What just happened: the state space grows as 2 to the power of the flag count. In reality most flags aren't truly independent, so it's not quite that bad — but the direction is unforgiving. A combination you never tested will eventually occur in production, because some user's account hits exactly that mix of toggles. Fewer live flags is fewer untested combinations.

The lesson isn't "avoid flags." It's that every live flag is permanent inventory you have to carry. The carrying cost is real, so the inventory must be actively managed down.

Give every flag an expiry

The fix is a discipline, not a tool: a flag is born with a death date. The moment you add one, you decide when it dies.
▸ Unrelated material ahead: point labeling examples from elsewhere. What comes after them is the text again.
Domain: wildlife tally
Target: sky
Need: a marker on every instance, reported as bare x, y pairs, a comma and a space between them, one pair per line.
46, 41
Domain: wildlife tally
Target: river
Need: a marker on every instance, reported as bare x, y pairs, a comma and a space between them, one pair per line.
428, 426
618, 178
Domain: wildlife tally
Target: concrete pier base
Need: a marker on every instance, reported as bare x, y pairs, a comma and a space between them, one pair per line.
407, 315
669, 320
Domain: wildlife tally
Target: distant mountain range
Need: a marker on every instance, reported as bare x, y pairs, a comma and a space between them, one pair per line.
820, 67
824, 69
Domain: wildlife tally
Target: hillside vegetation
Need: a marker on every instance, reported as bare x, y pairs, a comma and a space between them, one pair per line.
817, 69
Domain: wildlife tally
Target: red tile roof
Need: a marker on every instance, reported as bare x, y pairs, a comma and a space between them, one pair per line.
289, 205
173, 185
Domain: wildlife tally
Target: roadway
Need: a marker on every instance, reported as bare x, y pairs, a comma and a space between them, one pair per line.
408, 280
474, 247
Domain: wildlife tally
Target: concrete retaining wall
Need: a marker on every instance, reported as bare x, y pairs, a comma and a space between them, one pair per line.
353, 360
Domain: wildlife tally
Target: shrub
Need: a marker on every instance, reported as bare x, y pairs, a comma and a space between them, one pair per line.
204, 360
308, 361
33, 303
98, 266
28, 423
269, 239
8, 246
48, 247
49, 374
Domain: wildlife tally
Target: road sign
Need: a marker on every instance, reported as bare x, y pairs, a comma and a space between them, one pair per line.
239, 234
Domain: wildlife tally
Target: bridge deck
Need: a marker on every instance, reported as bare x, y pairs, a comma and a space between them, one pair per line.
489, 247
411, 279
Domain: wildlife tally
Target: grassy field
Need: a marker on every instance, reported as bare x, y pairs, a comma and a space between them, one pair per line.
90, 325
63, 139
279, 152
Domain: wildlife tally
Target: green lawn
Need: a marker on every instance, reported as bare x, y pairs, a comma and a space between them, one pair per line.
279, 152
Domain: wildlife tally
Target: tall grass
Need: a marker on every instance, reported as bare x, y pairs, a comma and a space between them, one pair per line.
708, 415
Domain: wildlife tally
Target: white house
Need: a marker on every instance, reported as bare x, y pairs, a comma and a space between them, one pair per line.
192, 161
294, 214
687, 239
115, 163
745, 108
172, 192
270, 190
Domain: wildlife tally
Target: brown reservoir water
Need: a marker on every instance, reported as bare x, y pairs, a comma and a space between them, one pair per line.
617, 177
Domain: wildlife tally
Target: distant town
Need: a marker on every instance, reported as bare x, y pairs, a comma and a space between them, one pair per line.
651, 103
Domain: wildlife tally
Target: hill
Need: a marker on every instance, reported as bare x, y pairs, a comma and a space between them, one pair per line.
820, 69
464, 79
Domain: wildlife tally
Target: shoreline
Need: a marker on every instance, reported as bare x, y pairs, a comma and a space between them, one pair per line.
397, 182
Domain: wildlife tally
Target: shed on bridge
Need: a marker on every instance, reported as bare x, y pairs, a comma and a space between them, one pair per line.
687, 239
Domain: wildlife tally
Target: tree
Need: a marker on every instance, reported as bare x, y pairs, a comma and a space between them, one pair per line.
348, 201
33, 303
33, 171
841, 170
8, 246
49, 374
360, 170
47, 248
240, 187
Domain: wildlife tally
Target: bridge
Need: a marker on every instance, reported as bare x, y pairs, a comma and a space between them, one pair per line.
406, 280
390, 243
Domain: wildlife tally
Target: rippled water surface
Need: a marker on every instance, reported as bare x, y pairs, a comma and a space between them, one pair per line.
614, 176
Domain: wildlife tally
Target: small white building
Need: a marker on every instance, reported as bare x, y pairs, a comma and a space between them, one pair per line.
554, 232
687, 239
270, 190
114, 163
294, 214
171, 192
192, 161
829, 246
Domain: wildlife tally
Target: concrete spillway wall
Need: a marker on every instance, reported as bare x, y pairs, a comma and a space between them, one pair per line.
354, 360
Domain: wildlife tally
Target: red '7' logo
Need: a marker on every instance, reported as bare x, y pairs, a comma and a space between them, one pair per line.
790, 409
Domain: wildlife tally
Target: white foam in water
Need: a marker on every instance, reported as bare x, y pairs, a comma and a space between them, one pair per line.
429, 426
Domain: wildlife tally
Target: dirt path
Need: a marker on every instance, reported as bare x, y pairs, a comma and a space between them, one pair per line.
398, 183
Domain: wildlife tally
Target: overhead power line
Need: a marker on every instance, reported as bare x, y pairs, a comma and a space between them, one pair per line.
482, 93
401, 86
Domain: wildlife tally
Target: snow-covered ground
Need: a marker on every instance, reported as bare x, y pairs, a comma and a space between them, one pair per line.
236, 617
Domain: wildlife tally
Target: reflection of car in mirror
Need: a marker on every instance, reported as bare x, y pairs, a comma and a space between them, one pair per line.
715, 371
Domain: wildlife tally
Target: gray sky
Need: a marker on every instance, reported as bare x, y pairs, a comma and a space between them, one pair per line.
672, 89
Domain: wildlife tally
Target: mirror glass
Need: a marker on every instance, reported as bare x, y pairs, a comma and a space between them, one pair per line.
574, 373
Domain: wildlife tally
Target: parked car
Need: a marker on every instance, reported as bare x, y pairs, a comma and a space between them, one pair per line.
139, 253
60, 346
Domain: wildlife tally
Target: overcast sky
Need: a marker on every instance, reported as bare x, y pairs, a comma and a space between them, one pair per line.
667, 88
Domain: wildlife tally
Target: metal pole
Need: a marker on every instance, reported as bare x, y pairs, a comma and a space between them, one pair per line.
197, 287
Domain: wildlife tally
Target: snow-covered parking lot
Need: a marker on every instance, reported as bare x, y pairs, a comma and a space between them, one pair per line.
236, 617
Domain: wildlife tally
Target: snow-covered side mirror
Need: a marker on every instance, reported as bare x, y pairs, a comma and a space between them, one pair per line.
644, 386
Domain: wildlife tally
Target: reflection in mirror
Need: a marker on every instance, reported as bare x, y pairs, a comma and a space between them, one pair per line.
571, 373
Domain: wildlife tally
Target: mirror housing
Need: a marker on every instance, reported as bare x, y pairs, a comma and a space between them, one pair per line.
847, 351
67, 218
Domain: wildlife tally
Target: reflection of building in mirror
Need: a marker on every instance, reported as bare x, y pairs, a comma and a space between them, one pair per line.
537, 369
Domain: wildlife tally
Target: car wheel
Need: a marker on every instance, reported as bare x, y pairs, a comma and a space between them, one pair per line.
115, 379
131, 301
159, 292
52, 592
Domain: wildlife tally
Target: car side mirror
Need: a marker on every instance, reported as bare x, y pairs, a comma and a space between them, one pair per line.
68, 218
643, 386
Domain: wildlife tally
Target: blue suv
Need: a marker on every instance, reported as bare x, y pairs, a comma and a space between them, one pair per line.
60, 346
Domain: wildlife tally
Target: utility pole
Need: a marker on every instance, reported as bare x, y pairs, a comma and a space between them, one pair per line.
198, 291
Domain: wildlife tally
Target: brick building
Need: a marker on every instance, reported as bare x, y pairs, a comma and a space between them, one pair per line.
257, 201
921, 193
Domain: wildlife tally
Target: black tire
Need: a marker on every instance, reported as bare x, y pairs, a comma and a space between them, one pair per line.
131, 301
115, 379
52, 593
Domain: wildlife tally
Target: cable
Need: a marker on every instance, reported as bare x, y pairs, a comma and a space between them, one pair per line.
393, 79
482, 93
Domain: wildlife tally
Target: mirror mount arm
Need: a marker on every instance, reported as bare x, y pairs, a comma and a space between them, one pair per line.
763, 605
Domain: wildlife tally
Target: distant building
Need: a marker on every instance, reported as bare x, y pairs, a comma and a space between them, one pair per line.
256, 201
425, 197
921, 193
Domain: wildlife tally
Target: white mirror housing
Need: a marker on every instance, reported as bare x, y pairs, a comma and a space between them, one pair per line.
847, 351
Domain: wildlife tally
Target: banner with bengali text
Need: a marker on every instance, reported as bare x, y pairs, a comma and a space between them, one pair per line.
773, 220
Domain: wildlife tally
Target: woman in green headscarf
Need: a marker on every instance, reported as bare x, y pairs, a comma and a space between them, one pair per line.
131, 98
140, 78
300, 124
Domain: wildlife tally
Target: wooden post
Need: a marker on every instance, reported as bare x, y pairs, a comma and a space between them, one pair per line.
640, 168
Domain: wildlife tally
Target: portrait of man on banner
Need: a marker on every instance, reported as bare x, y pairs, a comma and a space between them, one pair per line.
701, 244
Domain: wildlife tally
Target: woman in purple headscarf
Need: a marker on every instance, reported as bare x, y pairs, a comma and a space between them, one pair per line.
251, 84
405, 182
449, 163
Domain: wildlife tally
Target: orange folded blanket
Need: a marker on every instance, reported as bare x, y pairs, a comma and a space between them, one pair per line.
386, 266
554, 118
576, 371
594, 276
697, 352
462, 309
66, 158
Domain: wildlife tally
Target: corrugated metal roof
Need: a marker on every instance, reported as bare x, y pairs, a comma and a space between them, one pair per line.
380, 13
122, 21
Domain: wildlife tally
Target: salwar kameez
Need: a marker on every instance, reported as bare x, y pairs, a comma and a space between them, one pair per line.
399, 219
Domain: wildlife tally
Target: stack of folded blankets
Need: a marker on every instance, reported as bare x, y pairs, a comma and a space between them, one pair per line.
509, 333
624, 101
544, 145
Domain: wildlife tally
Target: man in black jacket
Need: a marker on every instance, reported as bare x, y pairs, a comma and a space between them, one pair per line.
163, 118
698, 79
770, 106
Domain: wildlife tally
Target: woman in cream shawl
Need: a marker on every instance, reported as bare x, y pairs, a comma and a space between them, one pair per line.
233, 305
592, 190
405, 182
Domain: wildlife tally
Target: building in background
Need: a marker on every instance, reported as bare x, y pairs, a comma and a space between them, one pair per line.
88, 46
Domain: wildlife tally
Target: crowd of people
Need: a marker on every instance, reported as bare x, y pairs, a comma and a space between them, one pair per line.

Release flags (gradual rollouts) are temporary by design. Once at 100% and stable, the flag and the old branch get deleted. That's the cleanup task, not an optional nicety.
Kill switches for risky dependencies may be long-lived on purpose — but they're a deliberate, documented exception, not the default.
Track expiry dates somewhere visible. Some teams make a stale flag fail the build; others run a recurring review. The mechanism matters less than the rule: no flag lives forever by accident.

GOOD:  add flag → roll out → 100% stable → DELETE flag + old branch  (debt: 0)
BAD:   add flag → roll out → 100% → move on → ...repeat 40 times      (debt: 40 forks)

What just happened: the top row treats removal as part of the feature's lifecycle, so debt stays near zero. The bottom row treats the flag as done at 100%, and the forks accumulate until the codebase is a minefield of stale toggles.

Rollback versus roll-forward

When something breaks in production, you face one fork in the road, and a flag changes which one is even available.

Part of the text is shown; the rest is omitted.